Friday, July 8, 2011

I can't be trusted...

 ...with an electric iron.  Really.  Trust me with a library, a car, a group of children, a sharp object, or even a large group of children with sharp objects, but do NOT trust me with an iron. Back in this post I promised to tell you about the old rug's burn mark. Here's a closeup:

As you've figured out, I do a lot of crafts at my house.  I do my own version of multi-tasking that I now call "scattertasking".  That means I do many things at once and don't pay attention to the small details like turning off the iron when I'm done or putting it down where it can cool appropriately.  So bad things happen when I use an iron.With the rug incident,  I left the iron on and someone ELSE knocked it off the ironing board.  Team negligence.

Can you believe this one?
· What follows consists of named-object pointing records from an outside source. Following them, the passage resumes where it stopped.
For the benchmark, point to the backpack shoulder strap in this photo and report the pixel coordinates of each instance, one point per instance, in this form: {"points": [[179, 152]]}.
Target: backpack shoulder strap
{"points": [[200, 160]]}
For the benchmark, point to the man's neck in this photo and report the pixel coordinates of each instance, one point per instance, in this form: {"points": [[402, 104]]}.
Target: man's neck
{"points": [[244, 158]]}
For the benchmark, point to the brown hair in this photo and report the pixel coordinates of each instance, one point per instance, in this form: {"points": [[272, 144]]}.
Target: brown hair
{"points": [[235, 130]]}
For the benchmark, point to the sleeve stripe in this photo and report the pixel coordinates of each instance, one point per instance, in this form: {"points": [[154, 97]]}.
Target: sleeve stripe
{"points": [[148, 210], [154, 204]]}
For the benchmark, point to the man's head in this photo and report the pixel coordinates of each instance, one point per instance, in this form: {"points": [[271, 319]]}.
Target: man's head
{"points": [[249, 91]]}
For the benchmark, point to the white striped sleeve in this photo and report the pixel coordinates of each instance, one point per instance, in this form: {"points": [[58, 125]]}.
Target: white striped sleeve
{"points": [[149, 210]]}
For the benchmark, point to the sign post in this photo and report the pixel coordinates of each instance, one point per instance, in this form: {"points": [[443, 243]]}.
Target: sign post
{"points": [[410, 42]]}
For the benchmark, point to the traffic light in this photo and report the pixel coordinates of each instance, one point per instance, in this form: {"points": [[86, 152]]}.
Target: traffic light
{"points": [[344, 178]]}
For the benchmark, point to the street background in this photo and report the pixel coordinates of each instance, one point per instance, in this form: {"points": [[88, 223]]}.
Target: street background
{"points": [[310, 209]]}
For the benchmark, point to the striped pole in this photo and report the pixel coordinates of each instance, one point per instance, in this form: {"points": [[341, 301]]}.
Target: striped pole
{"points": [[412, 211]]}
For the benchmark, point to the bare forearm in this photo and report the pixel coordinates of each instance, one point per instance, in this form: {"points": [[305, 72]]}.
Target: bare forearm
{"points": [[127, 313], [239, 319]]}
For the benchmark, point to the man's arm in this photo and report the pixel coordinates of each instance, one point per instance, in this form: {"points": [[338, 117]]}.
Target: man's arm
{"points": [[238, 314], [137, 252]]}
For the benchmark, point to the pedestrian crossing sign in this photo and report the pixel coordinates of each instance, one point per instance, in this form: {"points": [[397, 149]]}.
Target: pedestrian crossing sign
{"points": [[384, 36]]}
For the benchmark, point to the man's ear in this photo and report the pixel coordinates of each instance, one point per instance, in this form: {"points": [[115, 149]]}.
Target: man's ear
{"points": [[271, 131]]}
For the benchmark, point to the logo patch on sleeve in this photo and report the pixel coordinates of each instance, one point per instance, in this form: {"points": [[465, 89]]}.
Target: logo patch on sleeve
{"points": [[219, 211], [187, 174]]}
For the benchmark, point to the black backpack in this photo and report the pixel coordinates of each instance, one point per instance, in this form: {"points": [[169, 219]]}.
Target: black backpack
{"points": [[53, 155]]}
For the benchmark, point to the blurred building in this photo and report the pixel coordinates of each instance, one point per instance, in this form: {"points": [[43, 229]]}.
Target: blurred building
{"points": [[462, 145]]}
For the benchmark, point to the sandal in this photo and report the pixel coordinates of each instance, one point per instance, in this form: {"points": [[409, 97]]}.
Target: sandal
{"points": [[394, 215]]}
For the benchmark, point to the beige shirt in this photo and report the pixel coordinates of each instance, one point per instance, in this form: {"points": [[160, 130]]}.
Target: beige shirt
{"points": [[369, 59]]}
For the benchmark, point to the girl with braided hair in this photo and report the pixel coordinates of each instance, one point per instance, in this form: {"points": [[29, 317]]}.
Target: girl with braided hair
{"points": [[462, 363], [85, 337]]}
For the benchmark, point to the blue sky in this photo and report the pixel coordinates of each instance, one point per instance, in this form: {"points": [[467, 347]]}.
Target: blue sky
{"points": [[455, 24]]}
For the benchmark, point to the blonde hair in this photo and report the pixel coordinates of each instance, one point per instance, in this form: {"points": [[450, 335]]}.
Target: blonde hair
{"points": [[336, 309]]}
I did this all by myself!

I rarely use my iron for ironing clothes but instead use it for melting stuff like plastic bags, or adhering sticky stuff onto fabric (like Wonder-Under or Craft Fuse or Misty Fuse) so that fabric can then be melted onto another layer of fabric.  All this melting and burning and sticky stuff leads to many many many ruined irons here.  This is where the Barn of Opportunity comes in. I never never never buy irons. They come to me in the Gift Shop at the Barn.  If my insurance agent is reading, please know that I now restrict myself to those irons with the Auto-Off feature.

I think a lot about planned obsolescence in these types of small appliances.  I learned a lot from Annie Leonard and her video (and subsequent book) called The Story of Stuff. Take some the time to watch the whole video and you may learn something new, but for now, here is a clip of the full length video that tells about planned obsolescence. With electric irons,  it may not be about fashion, or having the latest, greatest model, but how many of us think about having an iron repaired when it's so darn easy and cheap to simply go and buy another one?  I get around the issue by using someone else's cast off iron.

And at our house, when the sticky, burned, encrusted irons are no longer desirable to one person... they are used to melt wax either off or onto some other person's skis. 

I've got to go now.  I smell something burning.


  1. Ha! I can smell it from here - makes me want to join you!

  2. Years ago I saw some artwork that was burned iron prints (pointy end down) on linen or cotton, with the name of the iron next to it. They looked like a bunch of African shields, with tribe labels. They were quite fabulous... bet you have enough to do one. Though do the newer irons have as interesting steam holes?